Well, it clearly demonstrates two distinct mental processes when it comes to linguistic memory. There is the mental dictionary. And then there is the rule book. They can be learnt in isolation, but to really speak, they need to be learnt together.

Also, without learning them together, your power to retrieve words from memory can be a little mechanical and clunky. I had never practised firing off reams of words in the flow of conversation. I could answer like lightning if asked “what’s the Polish for apple?“. But when the time came to try and speak, my retrieval was just too slow to be useful.

It’s necessary to practise your vocabulary in the full stream of everyday speech; your brain must get used to pulling words quickly from memory as soon as they are needed.

By way of comparison, I notice a huge difference between my Polish and Icelandic. For me, the two languages are approximately at the same level on paper. However, speaking Icelandic in full sentences from the start, I come to a complete, faltering stop much less often.

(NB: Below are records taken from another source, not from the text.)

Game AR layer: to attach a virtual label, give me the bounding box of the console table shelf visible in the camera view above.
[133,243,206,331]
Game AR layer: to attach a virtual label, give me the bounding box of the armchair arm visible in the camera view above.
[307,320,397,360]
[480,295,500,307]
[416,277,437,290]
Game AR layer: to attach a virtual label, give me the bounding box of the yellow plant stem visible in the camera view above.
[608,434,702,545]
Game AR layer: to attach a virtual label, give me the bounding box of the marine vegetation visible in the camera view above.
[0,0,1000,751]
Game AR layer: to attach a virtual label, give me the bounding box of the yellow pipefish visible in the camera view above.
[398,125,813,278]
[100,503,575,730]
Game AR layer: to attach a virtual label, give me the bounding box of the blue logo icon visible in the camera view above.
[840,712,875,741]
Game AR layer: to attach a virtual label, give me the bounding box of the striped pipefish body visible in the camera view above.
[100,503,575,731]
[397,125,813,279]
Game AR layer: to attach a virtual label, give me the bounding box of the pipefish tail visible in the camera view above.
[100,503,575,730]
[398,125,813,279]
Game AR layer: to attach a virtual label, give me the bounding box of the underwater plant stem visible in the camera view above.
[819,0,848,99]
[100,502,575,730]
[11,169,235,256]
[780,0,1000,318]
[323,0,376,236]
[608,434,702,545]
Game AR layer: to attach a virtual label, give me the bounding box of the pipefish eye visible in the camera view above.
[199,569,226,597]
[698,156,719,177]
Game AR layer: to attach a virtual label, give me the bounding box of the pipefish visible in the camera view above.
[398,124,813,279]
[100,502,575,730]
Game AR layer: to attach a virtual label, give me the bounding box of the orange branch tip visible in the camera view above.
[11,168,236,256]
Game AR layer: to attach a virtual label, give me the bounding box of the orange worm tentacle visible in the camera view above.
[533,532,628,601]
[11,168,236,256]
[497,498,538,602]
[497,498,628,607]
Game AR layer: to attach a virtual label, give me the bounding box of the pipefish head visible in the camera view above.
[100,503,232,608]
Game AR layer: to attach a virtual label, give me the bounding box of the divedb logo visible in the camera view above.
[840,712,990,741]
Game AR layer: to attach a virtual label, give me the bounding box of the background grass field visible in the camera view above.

Curating your own lists in Anki

It was also a great lesson in vocab organisation. Because I’d diligently tagged all of the entered words, I could leverage Anki’s search and filter to pull up custom vocab lists based on topic, or even parts of speech. What are all the adverbs of time I’ve learnt in Polish? Search the deck on ‘tag:adverb’ and ‘tag:time’, and hey presto. What about all the words for colours I’ve learnt? Pop in ‘tag:colours’ and there they all are.

This is important because of the power of ownership in language learning. These were my lists – they have particular salience to me, as I create and curate them. When entering them, I thought hard to think up tags that might be useful for sorting later. It’s quite satisfying to interrogate a mass of words in this way, and see the patterns and orders in them. And it works wonders for helping them stick in memory.

Interrogating lists of Anki words by tag

Interrogating lists of Anki words by tag

Gist king

Even in the absence of full syntax, it is now much easier to get the gist of most Polish texts.  Words alone are certainly not useless; they just serve the user better in a passive capacity.

The boosted banks are also a fantastic advantage now I am learning Polish in a more rounded,  systematic fashion. As I learn new structures, I have a ready-made treasure of words to drop into them.

Incidentally, it gave me a wonderful bird’s eye view of certain differences between Slavic languages, too. As a former learner of Russian, it was fascinating to see where Polish completely matched, or totally diverged from Russian.

An experience to repeat?

Has the experience been useful? Incredibly. Would I do it again? Certainly not with a completely new language that I knew nothing about in terms of grammar.

However, the sense of purpose and diligence it gave me was invaluable – I felt very actively engaged in the process of learning Polish. Not only that, but it was a masterclass in how to use Anki and take ownership of your vocabulary. As such, I shall definitely incorporate the same approach into further learning – only as a complimentary, rather than a principle, strand!